Charlotte, la supportrice bretonne, a récemment dénoncé des “pointeurs” (ndlr : des hommes adultes intéressés par des mineures) avec d’autres supportrices victimes du même type de situations malsaines. Une initiative très bien accueillie, à la grande surprise de Charlotte, “je m’étais carrément préparée à pire, je m’attendais à prendre des remarques sexistes à gogo et à voir les mecs se faire défendre, mais quasi rien. Au contraire, j’ai reçu des dizaines de messages et réponses de soutien en me disant de continuer, et aussi en me précisant que si jamais je recevais des menaces ou quoique ce soit, que certains seraient là pour me/nous « protéger » si besoin” s’étonne la supportrice.
Tolérance zéro de la part du Racing Club de Strasbourg
Contacté par nos soins, Bruno Chapel, directeur des opérations du Racing Club de Strasbourg, a tenu à exprimer la tolérance zéro qu’applique le club alsacien en cas d’actes de ce genre. “Nous sommes intransigeants vis-à vis de toute transgression. Il y a toujours une suite à donner, peu importe les faits qui sont constatés. Les choses que vous nous rapportez sont très graves et doivent constamment donner suite “ nous confie M. Chapel. Pour lutter contre les faits interdits, y compris le harcèlement, le Racing met en place, lors de chaque rencontre à domicile, des superviseurs responsables de chaque secteur du stade.
“En cas du moindre problème, ce que je préconise, est d’aller immédiatement voir ce superviseur et de rendre compte des comportements déplacés que vous venez de subir” explique le directeur des opérations. Le Racing explique qu’une communication plus large aura lieu afin de mieux sensibiliser les supportrices et les supporters de la présence de ces superviseurs dans le stade. “On a 15 superviseurs habillés en tenue Racing. Pour les espaces réceptifs, type VIP, il est en costume. On tient absolument à ce qu’à la fin de la prestation, on est une vue globale de tout ce qui s’est passé dans le stade”, détaille Bruno Chapel.

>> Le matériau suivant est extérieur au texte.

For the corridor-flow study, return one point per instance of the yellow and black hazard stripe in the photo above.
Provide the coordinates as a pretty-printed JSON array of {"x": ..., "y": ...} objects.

Communiquer immédiatement les faits
Le directeur des opérations du Racing Club de Strasbourg explique qu’il faut tout de suite rentrer en relations avec le club en cas de harcèlement. “Il faut immédiatement venir nous voir. On reçoit la personne et on dresse le constat de ce qu’il s’est passé. Nous sommes proches du commissariat de police avec une personne attitrée pour ce genre d’affaire, ce qui permet aux victimes d’être prises en charge et accompagnées comme il se doit”, nous indique Bruno Chapel.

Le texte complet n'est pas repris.